Section 9 of the CGST Act, 2017 prescribes that GST is levied on supply of goods or services.  The taxable event and essential requirement under GST is “supply”.  Thus, the services provided by RWAs to its members shall be treated as supply of service and therefore liable to GST.

Threshold limit for Registration

Section 22 of the CGST Act, 2017 prescribes that a supplier of service/s is required to avail GST registration if the aggregate turnover in the previous financial year exceeds Rs 20 lakhs.  Accordingly, if the aggregate turnover of a RWA exceeds Rs 20 lakhs, it shall mandatorily avail registration, discharge its tax liability and comply with GST regulations and other statutory compliance as per the provisions of GST Act and Rules there under.

GST on Maintenance Charges

GST on maintenance charges collected by a RWA from residents is exempt only if such charges do not exceed Rs. 7500/- per month per member.  In case the charges exceed Rs. 7500/- per month per member, the entire amount is taxable.   Further, in a case where a person who owns two or more residential units in a residential complex, such person shall normally be a member of the RWA for each residential unit owned by him/her separately.  The ceiling of Rs. 7500/- per month per member is applied separately for each residential unit owned by him/her.

Illustration:

If the maintenance charges are Rs. 9,000/- per month per member, and GST is applicable @ 18%

Solution:   Then GST shall be payable on the entire amount of Rs.9, 000/- and not on Rs 1,500/- (9,000 – 7500)

[Refer Circular No. 109/28/2019- GST dated 22-07-2019]
[Refer clause (p) to the notification No. 2/2018- Central Tax (Rate) dated 25.01.2018]

The electricity charges paid to BESCOM for power consumed towards common facilities and separately recovered from members is liable to GST as consideration received is for the supply of maintenance services to the members

[Refer M/s Prestige South Ridge Apartment Owners’ Association – GST AAR Karnataka]
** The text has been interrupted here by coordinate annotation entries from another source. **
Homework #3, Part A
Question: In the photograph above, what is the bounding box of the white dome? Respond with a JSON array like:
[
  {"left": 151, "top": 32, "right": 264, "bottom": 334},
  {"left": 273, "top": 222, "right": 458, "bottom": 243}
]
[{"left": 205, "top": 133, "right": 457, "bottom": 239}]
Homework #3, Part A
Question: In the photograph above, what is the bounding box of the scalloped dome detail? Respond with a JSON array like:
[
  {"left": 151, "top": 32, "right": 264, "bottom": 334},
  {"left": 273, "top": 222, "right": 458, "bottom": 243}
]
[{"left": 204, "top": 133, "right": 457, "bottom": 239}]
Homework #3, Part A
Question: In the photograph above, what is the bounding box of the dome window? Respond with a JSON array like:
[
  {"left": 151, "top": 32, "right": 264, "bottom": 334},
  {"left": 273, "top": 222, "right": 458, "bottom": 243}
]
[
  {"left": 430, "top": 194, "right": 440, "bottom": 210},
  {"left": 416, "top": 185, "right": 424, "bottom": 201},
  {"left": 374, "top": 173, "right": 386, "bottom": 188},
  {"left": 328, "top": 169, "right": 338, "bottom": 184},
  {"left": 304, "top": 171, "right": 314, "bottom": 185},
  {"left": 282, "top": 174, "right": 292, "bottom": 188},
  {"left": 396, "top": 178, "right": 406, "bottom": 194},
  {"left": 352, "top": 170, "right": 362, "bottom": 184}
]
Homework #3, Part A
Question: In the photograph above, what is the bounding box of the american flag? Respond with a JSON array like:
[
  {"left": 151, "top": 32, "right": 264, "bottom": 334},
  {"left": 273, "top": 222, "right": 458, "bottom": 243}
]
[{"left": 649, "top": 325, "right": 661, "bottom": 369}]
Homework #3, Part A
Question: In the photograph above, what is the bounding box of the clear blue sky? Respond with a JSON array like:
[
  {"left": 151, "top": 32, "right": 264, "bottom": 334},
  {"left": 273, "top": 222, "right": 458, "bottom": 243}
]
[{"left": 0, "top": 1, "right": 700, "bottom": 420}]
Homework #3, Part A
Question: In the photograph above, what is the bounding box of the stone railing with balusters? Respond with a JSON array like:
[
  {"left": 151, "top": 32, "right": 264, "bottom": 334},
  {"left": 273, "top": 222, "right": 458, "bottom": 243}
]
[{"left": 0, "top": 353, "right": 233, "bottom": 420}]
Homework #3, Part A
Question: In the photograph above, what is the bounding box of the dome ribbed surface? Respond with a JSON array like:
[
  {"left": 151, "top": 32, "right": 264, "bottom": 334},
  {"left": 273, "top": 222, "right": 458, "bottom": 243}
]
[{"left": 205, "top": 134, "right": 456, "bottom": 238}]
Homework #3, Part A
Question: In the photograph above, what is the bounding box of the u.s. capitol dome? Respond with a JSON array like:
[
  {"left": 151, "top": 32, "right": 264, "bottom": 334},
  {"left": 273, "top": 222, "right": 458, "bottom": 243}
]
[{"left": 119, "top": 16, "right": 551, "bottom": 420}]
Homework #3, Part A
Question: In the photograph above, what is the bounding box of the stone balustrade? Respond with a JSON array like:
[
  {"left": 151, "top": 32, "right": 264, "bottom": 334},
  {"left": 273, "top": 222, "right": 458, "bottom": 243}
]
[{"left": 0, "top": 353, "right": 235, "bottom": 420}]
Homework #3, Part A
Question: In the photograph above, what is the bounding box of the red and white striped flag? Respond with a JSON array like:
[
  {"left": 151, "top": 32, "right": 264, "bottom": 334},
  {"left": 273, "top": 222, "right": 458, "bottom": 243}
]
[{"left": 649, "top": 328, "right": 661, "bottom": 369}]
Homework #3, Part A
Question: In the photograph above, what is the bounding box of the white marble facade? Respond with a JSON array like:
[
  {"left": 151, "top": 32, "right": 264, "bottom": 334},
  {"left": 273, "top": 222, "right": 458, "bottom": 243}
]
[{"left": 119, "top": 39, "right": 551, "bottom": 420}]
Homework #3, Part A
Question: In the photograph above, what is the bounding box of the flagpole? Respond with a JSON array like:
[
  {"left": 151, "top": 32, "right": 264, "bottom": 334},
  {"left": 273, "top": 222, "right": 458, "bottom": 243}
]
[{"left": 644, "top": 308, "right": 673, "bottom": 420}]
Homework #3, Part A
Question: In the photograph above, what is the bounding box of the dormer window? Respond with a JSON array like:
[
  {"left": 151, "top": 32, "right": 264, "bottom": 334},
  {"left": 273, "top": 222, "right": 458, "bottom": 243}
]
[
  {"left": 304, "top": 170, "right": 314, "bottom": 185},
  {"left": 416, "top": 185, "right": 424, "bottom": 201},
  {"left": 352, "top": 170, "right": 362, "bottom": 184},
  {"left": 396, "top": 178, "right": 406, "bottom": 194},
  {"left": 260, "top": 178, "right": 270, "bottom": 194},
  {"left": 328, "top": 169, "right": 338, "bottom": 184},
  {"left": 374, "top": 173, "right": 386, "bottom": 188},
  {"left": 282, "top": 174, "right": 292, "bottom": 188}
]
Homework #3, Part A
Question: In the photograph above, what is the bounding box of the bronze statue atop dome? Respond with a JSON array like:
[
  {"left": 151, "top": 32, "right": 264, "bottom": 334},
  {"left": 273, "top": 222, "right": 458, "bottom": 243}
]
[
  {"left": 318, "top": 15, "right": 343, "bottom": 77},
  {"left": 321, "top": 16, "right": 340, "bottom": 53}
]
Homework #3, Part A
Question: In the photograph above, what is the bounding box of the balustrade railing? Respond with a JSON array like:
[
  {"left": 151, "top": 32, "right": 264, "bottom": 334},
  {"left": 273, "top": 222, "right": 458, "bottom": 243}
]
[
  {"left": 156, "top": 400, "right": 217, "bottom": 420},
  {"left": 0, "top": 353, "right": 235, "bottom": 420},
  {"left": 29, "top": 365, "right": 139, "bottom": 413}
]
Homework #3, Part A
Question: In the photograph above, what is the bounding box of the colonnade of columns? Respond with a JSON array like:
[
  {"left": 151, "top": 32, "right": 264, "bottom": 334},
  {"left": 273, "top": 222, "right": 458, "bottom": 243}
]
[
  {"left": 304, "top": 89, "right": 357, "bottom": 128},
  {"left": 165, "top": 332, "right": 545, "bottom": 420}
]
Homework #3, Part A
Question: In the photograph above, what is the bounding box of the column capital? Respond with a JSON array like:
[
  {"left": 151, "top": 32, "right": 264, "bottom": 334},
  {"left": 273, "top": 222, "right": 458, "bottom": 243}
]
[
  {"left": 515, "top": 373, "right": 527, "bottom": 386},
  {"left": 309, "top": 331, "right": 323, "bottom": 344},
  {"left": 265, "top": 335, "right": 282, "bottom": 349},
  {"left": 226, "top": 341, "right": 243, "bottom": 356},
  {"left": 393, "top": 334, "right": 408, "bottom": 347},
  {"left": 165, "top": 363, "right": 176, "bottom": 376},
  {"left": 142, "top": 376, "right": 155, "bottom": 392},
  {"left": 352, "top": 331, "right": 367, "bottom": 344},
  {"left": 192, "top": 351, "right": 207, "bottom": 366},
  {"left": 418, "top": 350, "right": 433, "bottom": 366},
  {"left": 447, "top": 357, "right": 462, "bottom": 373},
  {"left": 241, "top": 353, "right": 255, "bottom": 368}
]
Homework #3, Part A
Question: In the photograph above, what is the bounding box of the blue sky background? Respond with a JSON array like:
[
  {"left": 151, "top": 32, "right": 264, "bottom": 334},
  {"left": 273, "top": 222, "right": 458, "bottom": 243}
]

However, if Association collects electricity charges of Individual units and pay it on behalf of the owner, it is a pure agency transaction and the same shall be excluded to compute the limit of Rs 7500/-.

Note:

If any RWA is collecting Maintenance charges in advance for the entire year, GST liability arises and has to be discharged at the time of receipt of maintenance charges only.  This leads to immediate cash outflow on account of GST liability and moreover, RWA will not be able to adjust eligible Input tax credit of the remaining months towards Output GST.

In order to avoid such cash outflow, RWA should account the advance maintenance charges received at the beginning of the year as Deposit collected from members and respective monthly maintenance charges are to be adjusted every month against the deposit and raise invoice on a monthly basis.